Our ancestors did not simply observe hydro-meteorological, geological and biological phenomena, but sought to identify their direct causes, in order to foresee them and thus resist them.
However, when this was not possible, due to their limited scientific knowledge, they turned to the supernatural to satisfy their curiosity and explain their environment. They attributed to divinities or mythological beings, first, and to God, later, the cause of events that otherwise could not have been explained, and therefore could not be understood.
One example is the myths and legends surrounding the city of Messina, its sea and its land. This Italian town is the first that the traveller encounters when arriving in Sicily from the mainland. According to the ancient Messinians, the strait was populated by mythical and deadly creatures and they even believed that the city itself was founded by Poseidon, god of the sea, himself.

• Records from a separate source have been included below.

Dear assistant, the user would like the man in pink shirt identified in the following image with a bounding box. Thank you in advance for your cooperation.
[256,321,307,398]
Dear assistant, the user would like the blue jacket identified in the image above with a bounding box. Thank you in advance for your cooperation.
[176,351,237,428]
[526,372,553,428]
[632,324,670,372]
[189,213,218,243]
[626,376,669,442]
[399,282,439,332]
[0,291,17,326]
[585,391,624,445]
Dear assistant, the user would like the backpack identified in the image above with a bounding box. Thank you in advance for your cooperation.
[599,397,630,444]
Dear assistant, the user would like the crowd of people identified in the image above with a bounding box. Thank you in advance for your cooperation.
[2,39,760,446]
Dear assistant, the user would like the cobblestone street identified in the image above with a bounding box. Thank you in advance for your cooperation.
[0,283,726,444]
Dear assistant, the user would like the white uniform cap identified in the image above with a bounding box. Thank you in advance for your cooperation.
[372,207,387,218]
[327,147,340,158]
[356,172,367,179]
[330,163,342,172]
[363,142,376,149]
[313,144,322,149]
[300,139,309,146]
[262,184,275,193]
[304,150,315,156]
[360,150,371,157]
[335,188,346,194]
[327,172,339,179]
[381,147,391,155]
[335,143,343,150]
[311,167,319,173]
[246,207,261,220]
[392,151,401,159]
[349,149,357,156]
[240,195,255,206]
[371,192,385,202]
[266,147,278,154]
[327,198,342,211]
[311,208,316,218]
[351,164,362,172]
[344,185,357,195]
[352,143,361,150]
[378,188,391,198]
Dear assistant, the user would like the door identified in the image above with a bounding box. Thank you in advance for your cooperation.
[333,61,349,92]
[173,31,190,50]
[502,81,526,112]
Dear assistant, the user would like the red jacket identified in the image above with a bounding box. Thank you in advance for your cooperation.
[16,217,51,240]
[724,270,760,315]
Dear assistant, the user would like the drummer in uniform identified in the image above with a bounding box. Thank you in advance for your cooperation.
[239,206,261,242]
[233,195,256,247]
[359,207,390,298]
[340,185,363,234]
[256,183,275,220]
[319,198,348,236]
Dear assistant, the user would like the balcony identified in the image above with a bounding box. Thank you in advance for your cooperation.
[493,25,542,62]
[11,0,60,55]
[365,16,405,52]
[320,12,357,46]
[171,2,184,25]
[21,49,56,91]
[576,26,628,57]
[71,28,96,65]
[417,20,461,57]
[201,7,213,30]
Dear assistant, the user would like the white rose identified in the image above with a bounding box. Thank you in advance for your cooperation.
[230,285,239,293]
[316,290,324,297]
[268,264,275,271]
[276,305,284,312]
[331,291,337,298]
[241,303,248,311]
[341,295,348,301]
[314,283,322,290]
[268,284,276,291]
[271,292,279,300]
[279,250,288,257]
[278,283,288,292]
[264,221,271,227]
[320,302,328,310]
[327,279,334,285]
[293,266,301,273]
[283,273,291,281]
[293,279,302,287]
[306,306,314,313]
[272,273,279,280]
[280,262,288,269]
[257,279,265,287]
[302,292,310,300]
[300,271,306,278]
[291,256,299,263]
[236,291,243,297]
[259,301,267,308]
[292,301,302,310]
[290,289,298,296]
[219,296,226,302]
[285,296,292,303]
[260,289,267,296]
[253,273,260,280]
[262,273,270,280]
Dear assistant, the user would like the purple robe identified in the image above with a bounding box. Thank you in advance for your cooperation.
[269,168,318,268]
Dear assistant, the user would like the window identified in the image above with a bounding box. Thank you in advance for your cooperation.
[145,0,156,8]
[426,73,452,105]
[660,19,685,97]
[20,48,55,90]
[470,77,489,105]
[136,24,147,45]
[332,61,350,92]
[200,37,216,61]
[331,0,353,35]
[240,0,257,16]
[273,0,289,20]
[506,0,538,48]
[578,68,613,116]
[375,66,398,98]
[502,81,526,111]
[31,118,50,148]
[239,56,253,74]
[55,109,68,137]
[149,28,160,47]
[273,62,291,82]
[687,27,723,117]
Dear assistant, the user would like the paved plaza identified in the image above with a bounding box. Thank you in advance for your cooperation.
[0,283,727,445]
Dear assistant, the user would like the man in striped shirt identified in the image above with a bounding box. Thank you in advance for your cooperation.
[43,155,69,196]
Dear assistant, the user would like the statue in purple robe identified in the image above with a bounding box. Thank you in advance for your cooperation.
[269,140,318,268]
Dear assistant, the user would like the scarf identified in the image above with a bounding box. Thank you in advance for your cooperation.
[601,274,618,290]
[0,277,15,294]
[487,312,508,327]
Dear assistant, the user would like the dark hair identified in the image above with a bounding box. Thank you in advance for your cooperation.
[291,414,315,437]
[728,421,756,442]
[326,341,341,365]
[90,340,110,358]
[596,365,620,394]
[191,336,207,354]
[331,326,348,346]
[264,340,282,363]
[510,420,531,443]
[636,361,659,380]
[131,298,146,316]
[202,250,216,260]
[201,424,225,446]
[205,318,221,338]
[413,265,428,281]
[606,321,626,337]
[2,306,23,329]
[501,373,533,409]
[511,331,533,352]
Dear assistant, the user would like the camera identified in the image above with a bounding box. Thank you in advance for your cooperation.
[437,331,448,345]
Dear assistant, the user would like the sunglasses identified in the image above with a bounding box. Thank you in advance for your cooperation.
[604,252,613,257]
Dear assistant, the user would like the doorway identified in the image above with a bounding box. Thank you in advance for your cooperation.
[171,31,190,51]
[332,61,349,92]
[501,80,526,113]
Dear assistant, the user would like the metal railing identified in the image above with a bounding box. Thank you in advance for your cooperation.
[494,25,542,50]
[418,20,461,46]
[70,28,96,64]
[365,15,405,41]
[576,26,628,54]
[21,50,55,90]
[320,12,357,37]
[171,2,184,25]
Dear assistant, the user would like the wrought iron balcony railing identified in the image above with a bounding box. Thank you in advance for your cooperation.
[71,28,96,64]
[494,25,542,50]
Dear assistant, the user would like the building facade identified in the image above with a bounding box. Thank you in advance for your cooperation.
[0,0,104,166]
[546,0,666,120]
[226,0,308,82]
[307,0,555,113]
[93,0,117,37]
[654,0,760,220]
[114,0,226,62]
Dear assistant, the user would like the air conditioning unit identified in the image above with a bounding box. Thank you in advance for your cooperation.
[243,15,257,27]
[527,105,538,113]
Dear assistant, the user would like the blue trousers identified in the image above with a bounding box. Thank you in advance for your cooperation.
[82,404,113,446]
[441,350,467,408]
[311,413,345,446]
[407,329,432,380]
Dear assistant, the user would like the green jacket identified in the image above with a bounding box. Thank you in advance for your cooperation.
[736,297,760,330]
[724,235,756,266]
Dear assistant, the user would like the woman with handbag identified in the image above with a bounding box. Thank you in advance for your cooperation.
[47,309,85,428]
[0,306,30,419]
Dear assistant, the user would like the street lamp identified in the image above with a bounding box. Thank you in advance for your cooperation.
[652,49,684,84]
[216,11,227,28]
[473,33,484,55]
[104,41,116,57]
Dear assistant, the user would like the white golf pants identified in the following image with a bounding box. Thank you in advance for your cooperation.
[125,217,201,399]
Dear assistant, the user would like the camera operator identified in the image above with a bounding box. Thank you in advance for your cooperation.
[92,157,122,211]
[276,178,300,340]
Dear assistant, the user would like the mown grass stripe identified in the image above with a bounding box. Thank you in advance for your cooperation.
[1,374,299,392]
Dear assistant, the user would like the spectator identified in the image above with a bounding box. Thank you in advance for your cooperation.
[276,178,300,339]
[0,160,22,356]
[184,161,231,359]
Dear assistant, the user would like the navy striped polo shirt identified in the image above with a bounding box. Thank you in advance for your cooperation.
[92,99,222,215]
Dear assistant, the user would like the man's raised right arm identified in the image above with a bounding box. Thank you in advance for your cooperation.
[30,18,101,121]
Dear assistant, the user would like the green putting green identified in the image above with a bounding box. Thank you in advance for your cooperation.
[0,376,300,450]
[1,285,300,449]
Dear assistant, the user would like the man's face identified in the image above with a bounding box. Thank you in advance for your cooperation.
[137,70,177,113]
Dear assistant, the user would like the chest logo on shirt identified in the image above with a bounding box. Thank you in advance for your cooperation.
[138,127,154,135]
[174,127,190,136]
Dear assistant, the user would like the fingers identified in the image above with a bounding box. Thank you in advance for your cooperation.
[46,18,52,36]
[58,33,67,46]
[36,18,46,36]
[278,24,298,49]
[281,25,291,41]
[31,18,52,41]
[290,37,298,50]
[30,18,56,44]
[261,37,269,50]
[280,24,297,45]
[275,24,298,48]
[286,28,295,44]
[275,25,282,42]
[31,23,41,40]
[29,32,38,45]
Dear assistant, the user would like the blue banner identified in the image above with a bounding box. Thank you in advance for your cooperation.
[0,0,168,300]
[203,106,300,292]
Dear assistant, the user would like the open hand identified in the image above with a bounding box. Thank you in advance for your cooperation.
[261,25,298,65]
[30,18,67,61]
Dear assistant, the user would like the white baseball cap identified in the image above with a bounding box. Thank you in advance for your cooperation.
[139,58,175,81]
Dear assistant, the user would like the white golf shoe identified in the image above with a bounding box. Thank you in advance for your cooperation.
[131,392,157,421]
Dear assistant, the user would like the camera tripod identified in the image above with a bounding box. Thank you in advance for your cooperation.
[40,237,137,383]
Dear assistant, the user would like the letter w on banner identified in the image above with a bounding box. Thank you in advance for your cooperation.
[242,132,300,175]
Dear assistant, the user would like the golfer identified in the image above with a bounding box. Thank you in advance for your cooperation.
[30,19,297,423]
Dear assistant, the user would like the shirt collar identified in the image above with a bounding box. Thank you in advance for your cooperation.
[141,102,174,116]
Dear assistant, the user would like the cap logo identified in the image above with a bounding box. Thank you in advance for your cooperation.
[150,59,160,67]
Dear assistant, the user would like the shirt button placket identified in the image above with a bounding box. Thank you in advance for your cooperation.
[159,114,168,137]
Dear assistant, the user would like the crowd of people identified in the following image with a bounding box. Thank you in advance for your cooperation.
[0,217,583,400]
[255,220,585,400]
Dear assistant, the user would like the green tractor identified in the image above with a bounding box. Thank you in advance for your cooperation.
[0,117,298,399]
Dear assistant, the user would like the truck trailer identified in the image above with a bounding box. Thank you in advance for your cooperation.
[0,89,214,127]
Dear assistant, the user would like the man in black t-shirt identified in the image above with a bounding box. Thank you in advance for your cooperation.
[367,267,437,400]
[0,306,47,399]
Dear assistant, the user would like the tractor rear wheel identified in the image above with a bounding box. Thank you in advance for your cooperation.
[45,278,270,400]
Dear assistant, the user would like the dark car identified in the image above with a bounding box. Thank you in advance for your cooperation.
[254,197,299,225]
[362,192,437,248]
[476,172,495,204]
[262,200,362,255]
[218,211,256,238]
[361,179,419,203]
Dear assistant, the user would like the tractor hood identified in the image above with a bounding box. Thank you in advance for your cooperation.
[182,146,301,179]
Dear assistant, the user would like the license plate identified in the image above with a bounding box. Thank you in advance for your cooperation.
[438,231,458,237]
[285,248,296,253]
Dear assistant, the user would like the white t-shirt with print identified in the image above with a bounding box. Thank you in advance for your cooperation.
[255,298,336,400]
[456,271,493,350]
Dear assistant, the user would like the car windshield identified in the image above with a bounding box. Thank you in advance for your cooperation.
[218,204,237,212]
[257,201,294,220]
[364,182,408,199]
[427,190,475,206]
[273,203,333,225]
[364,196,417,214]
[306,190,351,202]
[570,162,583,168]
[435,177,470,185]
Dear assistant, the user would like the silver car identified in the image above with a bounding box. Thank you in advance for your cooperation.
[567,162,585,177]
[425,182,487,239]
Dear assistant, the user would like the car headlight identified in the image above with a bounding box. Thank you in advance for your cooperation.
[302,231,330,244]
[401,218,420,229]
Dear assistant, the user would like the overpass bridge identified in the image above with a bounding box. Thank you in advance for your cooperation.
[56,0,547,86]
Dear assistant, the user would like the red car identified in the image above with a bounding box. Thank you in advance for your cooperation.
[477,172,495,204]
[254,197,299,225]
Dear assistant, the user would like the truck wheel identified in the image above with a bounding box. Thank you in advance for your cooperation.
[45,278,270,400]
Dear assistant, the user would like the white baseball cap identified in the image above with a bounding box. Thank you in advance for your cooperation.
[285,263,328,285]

It was logical that its inhabitants sought to establish a privileged relationship with the divinity that controlled it, and at the same time sought to ensure its protection.
It should also be borne in mind that the Romans were convinced that the prosperity of the Republic could only be guaranteed through the preservation of the Pax Deurom: the alliance between the Roman people and the divinities, which had to be renewed periodically through the celebration of cults and ceremonies.
The relationship between the Roman people and their divinities and their perceived control over the forces of nature and the planet helps to explain the hostile treatment that the Roman people initially reserved for the followers of Christ's teachings. One of the reasons that moved the authorities to persecute them was the belief that their atheism, as well as their refusal to participate in public ceremonies dedicated to the divinities, was the main cause of a series of earthquakes, epidemics, plagues, floods and military defeats that were then plaguing the Roman Empire.
finalThe affirmation of Christianity and the conversion of the Roman population, first, and of the barbarians, later, meant that in the Western imagination disasters were interpreted as punishments sent by God, which could only be avoided, or alleviated, through the extirpation of sinful practices or behaviour or the intercession of the saints.
However, it would be a mistake to consider that pagan beliefs and the divinities that played a leading role in them were forgotten by the population with Christianity. Medieval and modern culture, which owed so much to Roman culture, never completely freed itself from these beings capable of controlling the waves of the sea or lightning. They only became smaller and persisted in Mediterranean folklore.